Franco Morbidelli tidak senang dapat motor lama. (Mohd RASFAN / AFP)

Pembalap Petronas Franco Morbidelli mengaku pernah mengamuk kepada Yamaha. Hal itu ia ungkapkan setelah menang MotoGP Valencia 2020 di Sirkuit Ricardo Tormo, Minggu (15/11).

Mengamuknya Morbidelli kepada tim berlambang garpu tala itu lantaran Yamaha tidak memberikan motor M1 seri terbaru untuk musim ini.
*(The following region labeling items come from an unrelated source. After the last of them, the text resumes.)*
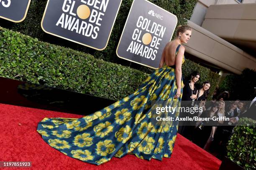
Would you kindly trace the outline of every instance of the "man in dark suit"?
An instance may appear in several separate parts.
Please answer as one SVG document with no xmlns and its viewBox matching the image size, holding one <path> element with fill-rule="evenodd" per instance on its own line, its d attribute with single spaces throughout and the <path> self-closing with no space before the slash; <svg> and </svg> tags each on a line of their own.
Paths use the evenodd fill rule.
<svg viewBox="0 0 256 170">
<path fill-rule="evenodd" d="M 246 112 L 236 117 L 231 117 L 229 121 L 233 123 L 235 123 L 240 118 L 244 117 L 256 120 L 256 97 L 254 97 L 254 99 L 251 101 Z"/>
<path fill-rule="evenodd" d="M 242 109 L 243 107 L 243 103 L 241 101 L 240 101 L 237 104 L 237 107 L 234 110 L 234 117 L 236 117 L 237 116 L 240 115 L 242 114 Z"/>
</svg>

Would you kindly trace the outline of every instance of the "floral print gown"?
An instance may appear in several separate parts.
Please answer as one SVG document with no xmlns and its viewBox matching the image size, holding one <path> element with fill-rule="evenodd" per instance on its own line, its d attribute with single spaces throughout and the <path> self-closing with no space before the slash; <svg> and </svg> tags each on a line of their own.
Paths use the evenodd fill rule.
<svg viewBox="0 0 256 170">
<path fill-rule="evenodd" d="M 79 119 L 45 118 L 39 123 L 37 132 L 64 154 L 98 165 L 113 156 L 121 157 L 127 154 L 162 160 L 171 156 L 178 123 L 156 121 L 158 115 L 154 112 L 151 101 L 180 106 L 182 89 L 180 97 L 174 99 L 177 89 L 175 66 L 164 66 L 150 75 L 134 93 L 111 105 Z M 177 117 L 179 112 L 172 115 Z"/>
</svg>

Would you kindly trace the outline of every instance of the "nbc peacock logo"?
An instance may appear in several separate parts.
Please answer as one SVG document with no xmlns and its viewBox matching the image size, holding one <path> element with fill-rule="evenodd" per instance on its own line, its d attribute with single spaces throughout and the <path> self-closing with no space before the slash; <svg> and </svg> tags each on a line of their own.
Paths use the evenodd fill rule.
<svg viewBox="0 0 256 170">
<path fill-rule="evenodd" d="M 148 13 L 151 15 L 155 17 L 158 19 L 160 19 L 161 20 L 163 20 L 164 19 L 164 17 L 163 16 L 161 16 L 160 14 L 156 13 L 153 10 L 150 10 Z"/>
<path fill-rule="evenodd" d="M 154 12 L 154 10 L 149 10 L 149 11 L 148 11 L 148 13 L 149 15 L 151 15 L 152 16 L 153 16 L 153 17 L 154 16 L 155 16 L 155 12 Z"/>
</svg>

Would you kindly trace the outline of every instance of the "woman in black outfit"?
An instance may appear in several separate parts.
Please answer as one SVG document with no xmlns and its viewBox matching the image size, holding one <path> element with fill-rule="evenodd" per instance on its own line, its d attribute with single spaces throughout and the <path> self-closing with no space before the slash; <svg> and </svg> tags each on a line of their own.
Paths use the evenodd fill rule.
<svg viewBox="0 0 256 170">
<path fill-rule="evenodd" d="M 210 119 L 213 117 L 218 117 L 218 104 L 215 104 L 210 110 L 206 110 L 202 112 L 200 118 L 210 119 L 202 121 L 201 124 L 195 129 L 193 133 L 193 142 L 204 149 L 209 147 L 206 145 L 207 142 L 212 141 L 213 139 L 216 122 Z"/>
<path fill-rule="evenodd" d="M 195 96 L 191 97 L 193 94 L 197 94 L 197 89 L 195 87 L 195 84 L 200 80 L 200 74 L 197 71 L 194 71 L 191 74 L 191 79 L 185 82 L 183 88 L 182 101 L 192 101 L 195 99 Z"/>
<path fill-rule="evenodd" d="M 192 72 L 190 79 L 184 81 L 184 87 L 182 98 L 182 107 L 191 107 L 194 105 L 194 101 L 196 97 L 192 98 L 193 94 L 197 94 L 197 89 L 195 86 L 195 84 L 200 79 L 200 74 L 197 71 Z M 186 117 L 186 116 L 191 117 L 190 113 L 181 113 L 179 117 Z M 178 132 L 187 138 L 189 138 L 189 135 L 191 133 L 192 127 L 189 126 L 184 126 L 183 124 L 188 124 L 189 122 L 183 121 L 179 122 Z"/>
</svg>

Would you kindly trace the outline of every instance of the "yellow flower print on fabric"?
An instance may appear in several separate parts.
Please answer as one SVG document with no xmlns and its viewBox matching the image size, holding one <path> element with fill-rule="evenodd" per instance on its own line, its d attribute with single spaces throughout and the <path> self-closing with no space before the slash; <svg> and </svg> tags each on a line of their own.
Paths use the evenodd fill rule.
<svg viewBox="0 0 256 170">
<path fill-rule="evenodd" d="M 54 127 L 57 127 L 59 126 L 56 126 L 54 127 L 54 125 L 46 125 L 46 124 L 42 124 L 42 126 L 44 127 L 45 128 L 47 128 L 49 129 L 53 129 Z"/>
<path fill-rule="evenodd" d="M 131 113 L 128 112 L 128 109 L 123 109 L 121 111 L 118 110 L 115 114 L 115 122 L 120 124 L 123 124 L 125 122 L 131 120 Z"/>
<path fill-rule="evenodd" d="M 67 138 L 70 137 L 71 132 L 68 130 L 54 130 L 51 132 L 51 134 L 61 138 Z"/>
<path fill-rule="evenodd" d="M 130 126 L 126 125 L 125 127 L 121 127 L 119 131 L 116 132 L 115 136 L 117 138 L 118 141 L 125 143 L 131 138 L 132 132 Z"/>
<path fill-rule="evenodd" d="M 106 140 L 100 141 L 97 144 L 96 149 L 97 154 L 102 156 L 106 156 L 112 153 L 115 150 L 115 144 L 111 140 Z"/>
<path fill-rule="evenodd" d="M 48 120 L 49 120 L 49 118 L 47 118 L 47 117 L 45 117 L 44 119 L 42 120 L 41 122 L 46 122 Z"/>
<path fill-rule="evenodd" d="M 81 132 L 84 130 L 86 130 L 89 127 L 91 127 L 92 126 L 92 122 L 85 123 L 85 124 L 83 124 L 82 126 L 80 125 L 77 127 L 76 127 L 75 128 L 75 129 L 77 131 Z"/>
<path fill-rule="evenodd" d="M 156 154 L 161 152 L 164 144 L 164 138 L 163 138 L 163 137 L 160 137 L 158 140 L 156 147 L 156 148 L 155 148 L 155 150 L 154 151 L 154 153 Z"/>
<path fill-rule="evenodd" d="M 145 88 L 145 89 L 142 89 L 142 90 L 141 91 L 139 91 L 139 89 L 138 89 L 137 90 L 136 90 L 136 91 L 135 91 L 135 92 L 133 93 L 133 94 L 134 94 L 135 95 L 137 95 L 137 94 L 140 94 L 141 93 L 143 93 L 143 92 L 144 91 L 145 91 L 146 90 L 146 88 Z"/>
<path fill-rule="evenodd" d="M 74 120 L 74 119 L 61 119 L 61 120 L 59 119 L 59 118 L 53 118 L 51 119 L 51 122 L 54 124 L 58 125 L 63 123 L 65 123 L 69 122 Z"/>
<path fill-rule="evenodd" d="M 123 99 L 124 101 L 128 101 L 129 99 L 130 99 L 130 97 L 129 97 L 129 96 L 127 96 Z"/>
<path fill-rule="evenodd" d="M 138 128 L 138 132 L 137 132 L 137 134 L 139 136 L 139 137 L 141 139 L 144 138 L 148 132 L 151 130 L 152 127 L 151 122 L 149 122 L 148 124 L 146 122 L 142 122 L 141 124 L 140 127 Z"/>
<path fill-rule="evenodd" d="M 169 155 L 168 155 L 168 154 L 164 154 L 164 157 L 169 157 Z"/>
<path fill-rule="evenodd" d="M 161 71 L 160 71 L 160 69 L 158 69 L 157 70 L 156 70 L 156 71 L 155 71 L 155 73 L 154 73 L 154 74 L 156 76 L 159 76 L 160 74 L 161 73 Z"/>
<path fill-rule="evenodd" d="M 106 118 L 107 117 L 109 117 L 111 114 L 111 112 L 107 112 L 105 113 L 105 114 L 102 114 L 102 115 L 100 117 L 99 119 L 100 119 L 100 120 L 102 120 L 103 119 Z"/>
<path fill-rule="evenodd" d="M 162 90 L 160 95 L 161 99 L 165 100 L 168 98 L 170 91 L 169 87 L 170 86 L 167 84 L 164 86 L 163 90 Z"/>
<path fill-rule="evenodd" d="M 147 102 L 147 98 L 145 96 L 136 97 L 131 102 L 131 105 L 134 110 L 138 110 Z"/>
<path fill-rule="evenodd" d="M 109 122 L 101 123 L 93 128 L 93 130 L 97 136 L 103 137 L 113 131 L 113 126 Z"/>
<path fill-rule="evenodd" d="M 170 131 L 172 125 L 170 124 L 166 123 L 166 122 L 162 129 L 162 132 L 168 132 Z"/>
<path fill-rule="evenodd" d="M 115 156 L 118 157 L 121 157 L 121 156 L 123 155 L 123 147 L 122 147 L 121 149 L 120 149 L 117 153 L 115 155 Z"/>
<path fill-rule="evenodd" d="M 150 100 L 155 100 L 157 98 L 157 96 L 156 94 L 154 93 L 153 94 L 153 95 L 151 96 L 150 97 Z"/>
<path fill-rule="evenodd" d="M 120 101 L 118 101 L 113 104 L 113 106 L 114 108 L 120 106 Z"/>
<path fill-rule="evenodd" d="M 133 152 L 133 151 L 134 150 L 134 149 L 136 148 L 139 144 L 138 142 L 130 143 L 128 145 L 128 152 L 129 153 Z"/>
<path fill-rule="evenodd" d="M 157 133 L 161 132 L 163 129 L 163 126 L 156 126 L 153 127 L 152 130 L 150 132 L 152 133 Z"/>
<path fill-rule="evenodd" d="M 78 147 L 88 147 L 92 145 L 92 138 L 90 137 L 90 134 L 84 133 L 76 136 L 73 142 Z"/>
<path fill-rule="evenodd" d="M 39 133 L 41 134 L 42 136 L 44 136 L 47 137 L 48 137 L 49 136 L 49 134 L 47 134 L 47 132 L 44 130 L 38 130 L 37 132 L 38 132 Z"/>
<path fill-rule="evenodd" d="M 137 113 L 135 115 L 135 121 L 134 121 L 134 124 L 135 125 L 138 124 L 138 123 L 139 123 L 141 120 L 141 119 L 140 119 L 141 117 L 141 113 Z"/>
<path fill-rule="evenodd" d="M 172 80 L 174 79 L 174 75 L 172 75 L 169 74 L 167 74 L 164 76 L 164 78 L 168 80 Z"/>
<path fill-rule="evenodd" d="M 175 140 L 176 139 L 176 135 L 172 137 L 172 139 L 171 140 L 169 140 L 169 142 L 168 142 L 168 146 L 169 146 L 169 150 L 171 152 L 172 152 L 172 150 L 173 150 L 173 147 L 174 146 L 174 142 L 175 142 Z"/>
<path fill-rule="evenodd" d="M 50 146 L 56 149 L 69 149 L 71 147 L 69 142 L 66 140 L 61 140 L 57 139 L 50 139 L 48 140 L 48 143 Z"/>
<path fill-rule="evenodd" d="M 152 78 L 151 78 L 151 76 L 148 76 L 147 79 L 146 80 L 145 80 L 145 81 L 144 81 L 144 82 L 143 83 L 146 83 L 148 81 L 149 81 L 151 79 L 152 79 Z"/>
<path fill-rule="evenodd" d="M 84 119 L 84 121 L 86 123 L 87 123 L 92 122 L 92 120 L 101 117 L 102 114 L 103 113 L 101 112 L 96 112 L 90 115 L 86 116 L 83 117 L 83 119 Z"/>
<path fill-rule="evenodd" d="M 110 160 L 110 158 L 107 158 L 106 157 L 103 157 L 103 158 L 100 159 L 99 160 L 97 160 L 95 161 L 95 162 L 97 163 L 97 165 L 98 165 L 100 164 L 102 164 L 102 163 L 104 163 Z"/>
<path fill-rule="evenodd" d="M 88 150 L 72 150 L 71 152 L 73 157 L 84 161 L 93 160 L 94 158 L 94 157 L 92 155 L 92 152 Z"/>
<path fill-rule="evenodd" d="M 80 121 L 75 120 L 69 122 L 68 123 L 66 123 L 65 124 L 67 129 L 71 129 L 78 127 L 80 123 Z"/>
<path fill-rule="evenodd" d="M 139 145 L 138 150 L 146 154 L 149 154 L 154 148 L 155 140 L 152 137 L 146 136 Z"/>
</svg>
Meski menggunakan motor seri lama, namun pembalap asal Italia itu tidak patah semangat. Di MotoGP 2020, Morbidelli sukses memenangi tiga balapan, termasuk MotoGP Valencia.

“Saya tidak menyembunyikan fakta, di awal tahun saya marah dengan pilihan Yamaha yang memberi saya motor tahun sebelumnya. Tapi kami berhasil menyalurkan amarah ke arah yang benar,” ujar Morbidelli dikutip dari  Tuttomotoriweb.
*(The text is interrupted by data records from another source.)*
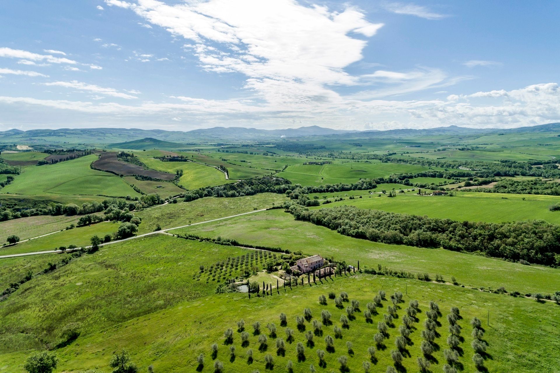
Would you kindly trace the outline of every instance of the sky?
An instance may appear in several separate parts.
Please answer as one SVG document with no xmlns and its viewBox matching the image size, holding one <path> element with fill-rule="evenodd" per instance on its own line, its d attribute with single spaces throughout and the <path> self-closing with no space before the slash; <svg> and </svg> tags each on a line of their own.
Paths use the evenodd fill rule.
<svg viewBox="0 0 560 373">
<path fill-rule="evenodd" d="M 0 131 L 560 121 L 557 1 L 3 0 Z"/>
</svg>

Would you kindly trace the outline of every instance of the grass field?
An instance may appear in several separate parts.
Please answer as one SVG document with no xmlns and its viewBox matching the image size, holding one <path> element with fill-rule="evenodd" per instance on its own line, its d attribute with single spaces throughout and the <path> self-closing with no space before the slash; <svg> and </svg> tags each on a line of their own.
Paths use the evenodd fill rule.
<svg viewBox="0 0 560 373">
<path fill-rule="evenodd" d="M 214 167 L 194 162 L 162 162 L 154 158 L 142 158 L 144 164 L 151 168 L 175 173 L 182 169 L 183 176 L 179 185 L 187 189 L 197 189 L 207 186 L 222 185 L 228 182 L 223 172 Z"/>
<path fill-rule="evenodd" d="M 70 224 L 76 224 L 80 216 L 40 215 L 0 221 L 0 232 L 7 236 L 15 234 L 21 239 L 27 239 L 57 230 L 64 229 Z M 6 237 L 0 236 L 0 242 Z"/>
<path fill-rule="evenodd" d="M 153 230 L 158 224 L 162 228 L 171 228 L 282 205 L 286 200 L 283 195 L 274 193 L 236 198 L 207 197 L 151 207 L 135 215 L 142 219 L 138 233 L 146 233 Z"/>
<path fill-rule="evenodd" d="M 52 339 L 50 336 L 71 322 L 80 323 L 82 333 L 73 343 L 55 350 L 60 360 L 58 369 L 65 372 L 93 367 L 107 370 L 113 352 L 123 348 L 130 352 L 139 371 L 146 371 L 150 365 L 155 371 L 193 371 L 197 367 L 196 356 L 202 353 L 205 359 L 202 371 L 213 372 L 210 346 L 214 342 L 218 345 L 216 358 L 223 363 L 224 371 L 228 373 L 255 369 L 266 371 L 264 360 L 267 353 L 273 357 L 273 371 L 284 371 L 288 360 L 292 360 L 296 372 L 307 371 L 311 363 L 318 372 L 337 371 L 339 367 L 337 360 L 342 355 L 348 356 L 350 372 L 363 371 L 362 362 L 368 360 L 367 348 L 375 345 L 372 337 L 377 332 L 377 323 L 382 319 L 390 303 L 388 296 L 396 291 L 405 294 L 405 303 L 397 310 L 399 317 L 412 299 L 419 301 L 422 311 L 413 324 L 406 347 L 410 354 L 405 354 L 403 360 L 406 371 L 416 371 L 416 358 L 421 356 L 421 331 L 426 317 L 423 313 L 430 300 L 438 303 L 442 313 L 441 324 L 436 329 L 438 337 L 435 341 L 438 350 L 433 353 L 431 371 L 440 371 L 445 362 L 443 350 L 447 348 L 448 334 L 445 317 L 451 306 L 459 307 L 463 318 L 458 322 L 464 338 L 460 344 L 463 371 L 475 371 L 470 360 L 473 352 L 469 322 L 474 317 L 486 320 L 488 309 L 491 310 L 490 324 L 485 323 L 483 327 L 484 339 L 489 346 L 485 361 L 489 371 L 554 371 L 559 367 L 555 357 L 558 306 L 550 303 L 540 304 L 445 285 L 370 275 L 324 280 L 311 286 L 306 285 L 285 292 L 282 289 L 264 298 L 253 296 L 250 300 L 246 294 L 212 294 L 211 287 L 193 281 L 189 276 L 198 267 L 198 263 L 189 260 L 189 256 L 202 255 L 200 262 L 207 263 L 217 258 L 246 252 L 240 249 L 230 253 L 236 249 L 229 248 L 226 252 L 222 248 L 198 243 L 178 245 L 176 239 L 145 239 L 142 247 L 153 247 L 151 256 L 145 255 L 138 245 L 122 244 L 110 251 L 102 248 L 100 255 L 86 256 L 54 273 L 32 280 L 30 282 L 34 281 L 32 285 L 24 285 L 29 288 L 26 297 L 16 293 L 0 304 L 0 314 L 5 317 L 0 327 L 4 331 L 4 341 L 11 342 L 3 345 L 3 353 L 0 355 L 0 367 L 9 366 L 9 371 L 3 369 L 0 371 L 22 372 L 25 354 L 21 352 L 22 349 L 38 347 L 39 338 Z M 122 260 L 124 256 L 128 260 Z M 178 271 L 178 268 L 183 270 Z M 129 276 L 122 276 L 119 271 Z M 172 276 L 172 280 L 166 279 L 166 275 Z M 380 290 L 386 292 L 387 299 L 382 301 L 379 313 L 368 323 L 363 314 L 365 305 Z M 325 336 L 334 337 L 333 327 L 340 325 L 339 318 L 346 313 L 337 308 L 332 300 L 329 299 L 325 305 L 319 304 L 318 297 L 331 291 L 337 294 L 348 292 L 350 299 L 360 302 L 361 310 L 354 314 L 349 327 L 342 329 L 342 338 L 333 338 L 334 351 L 325 353 L 326 366 L 321 367 L 316 352 L 326 350 Z M 131 298 L 131 292 L 136 296 Z M 55 294 L 58 296 L 52 296 Z M 85 306 L 92 303 L 97 306 Z M 35 306 L 38 304 L 48 305 L 48 310 L 40 311 Z M 313 345 L 305 346 L 305 358 L 298 361 L 296 345 L 302 342 L 305 346 L 304 331 L 297 330 L 295 318 L 303 314 L 305 308 L 310 308 L 312 319 L 320 320 L 321 311 L 328 310 L 333 323 L 323 325 L 322 335 L 314 337 Z M 286 343 L 284 356 L 277 354 L 275 346 L 277 338 L 285 339 L 286 327 L 281 326 L 278 319 L 281 312 L 287 315 L 287 327 L 295 330 L 293 341 Z M 536 314 L 538 318 L 532 317 Z M 250 333 L 247 346 L 241 345 L 240 333 L 236 331 L 235 323 L 241 319 L 244 319 L 245 329 Z M 260 323 L 261 333 L 268 337 L 264 351 L 259 351 L 258 337 L 252 333 L 251 324 L 255 321 Z M 264 327 L 271 322 L 277 327 L 276 337 Z M 390 351 L 395 348 L 400 323 L 396 319 L 394 327 L 389 328 L 385 347 L 376 349 L 376 361 L 372 364 L 371 371 L 384 371 L 388 366 L 393 365 Z M 310 321 L 305 322 L 304 325 L 305 330 L 312 330 Z M 224 343 L 223 337 L 228 328 L 234 328 L 232 344 L 236 347 L 235 358 L 231 360 L 230 345 Z M 26 334 L 21 333 L 22 330 Z M 353 343 L 351 354 L 347 352 L 348 341 Z M 245 353 L 249 348 L 253 350 L 254 359 L 248 364 Z"/>
<path fill-rule="evenodd" d="M 90 164 L 97 158 L 91 154 L 55 164 L 27 166 L 0 192 L 27 195 L 140 196 L 118 176 L 90 168 Z"/>
<path fill-rule="evenodd" d="M 523 199 L 525 199 L 524 200 Z M 397 193 L 394 198 L 363 196 L 320 207 L 340 205 L 382 210 L 392 213 L 427 215 L 431 218 L 501 223 L 543 219 L 560 224 L 560 214 L 548 206 L 560 202 L 557 196 L 457 192 L 454 197 L 418 196 L 414 192 Z M 315 207 L 314 207 L 315 208 Z"/>
<path fill-rule="evenodd" d="M 332 164 L 297 164 L 288 166 L 278 176 L 292 183 L 302 185 L 320 185 L 356 182 L 361 178 L 385 177 L 391 173 L 421 172 L 427 168 L 422 166 L 383 163 L 372 161 L 348 162 Z"/>
<path fill-rule="evenodd" d="M 171 182 L 152 181 L 152 180 L 137 180 L 134 176 L 125 176 L 124 180 L 129 185 L 137 187 L 145 194 L 155 193 L 162 197 L 174 196 L 185 192 Z"/>
<path fill-rule="evenodd" d="M 384 197 L 381 197 L 384 198 Z M 312 255 L 332 256 L 370 268 L 378 264 L 394 270 L 439 273 L 449 281 L 474 286 L 551 293 L 560 287 L 560 268 L 524 266 L 492 258 L 443 249 L 391 245 L 342 235 L 324 226 L 293 220 L 283 210 L 273 210 L 170 231 L 204 237 L 232 238 L 244 244 L 278 246 Z"/>
<path fill-rule="evenodd" d="M 8 160 L 35 160 L 39 161 L 44 159 L 48 157 L 46 153 L 41 153 L 40 152 L 19 152 L 18 153 L 3 153 L 0 154 L 0 158 Z"/>
<path fill-rule="evenodd" d="M 60 246 L 68 247 L 72 244 L 78 247 L 87 245 L 90 244 L 90 239 L 93 236 L 97 235 L 102 238 L 106 234 L 114 233 L 118 228 L 118 223 L 102 221 L 91 225 L 68 229 L 44 237 L 34 238 L 13 245 L 6 246 L 0 248 L 0 255 L 54 250 L 55 248 Z"/>
</svg>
“Saya banyak bekerja di rumah, kemudian saat tes, dan kami membuat motor ini tidak buruk sama sekali di banyak trek. Kuncinya adalah pekerjaan, dengan pengetahuan Forcada yang luar biasa,” ucap Morbidelli menambahkan.

Kini, Morbidelli jadi pembalap yang menggunakan motor Yamaha dengan peringkat tertinggi di klasemen MotoGP 2020.
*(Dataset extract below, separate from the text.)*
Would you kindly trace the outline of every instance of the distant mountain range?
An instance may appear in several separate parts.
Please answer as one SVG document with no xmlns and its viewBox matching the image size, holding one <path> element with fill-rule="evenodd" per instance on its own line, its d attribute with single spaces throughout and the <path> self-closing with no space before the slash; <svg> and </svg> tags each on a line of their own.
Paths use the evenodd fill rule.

Mantan anak didik Valentino Rossi di VR46 itu menempati peringkat kedua dengan koleksi 142 poin tertinggal 29 poin di bawah juara baru Joan Mir.

Sementara, tiga pembalap Yamaha lain dengan motor M1 keluaran 2020 memiliki peringkat di bawah Morbidelli. Maverick Vinales di peringkat keempat (127), Fabio Quartararo di posisi kelima (125), sedangkan Rossi di posisi ke 15 (62 poin).

Capaian tersebut diraih Morbidelli usai memenangi 3 balapan: MotoGP San Marino, Teruel, dan Valencia, serta podium kedua di MotoGP Ceko.

“Tiga kemenangan indah di MotoGP. Saya tidak terbiasa dengan balapan itu, dan menyenangkan mengalami emosi ini,” tutur Morbidelli.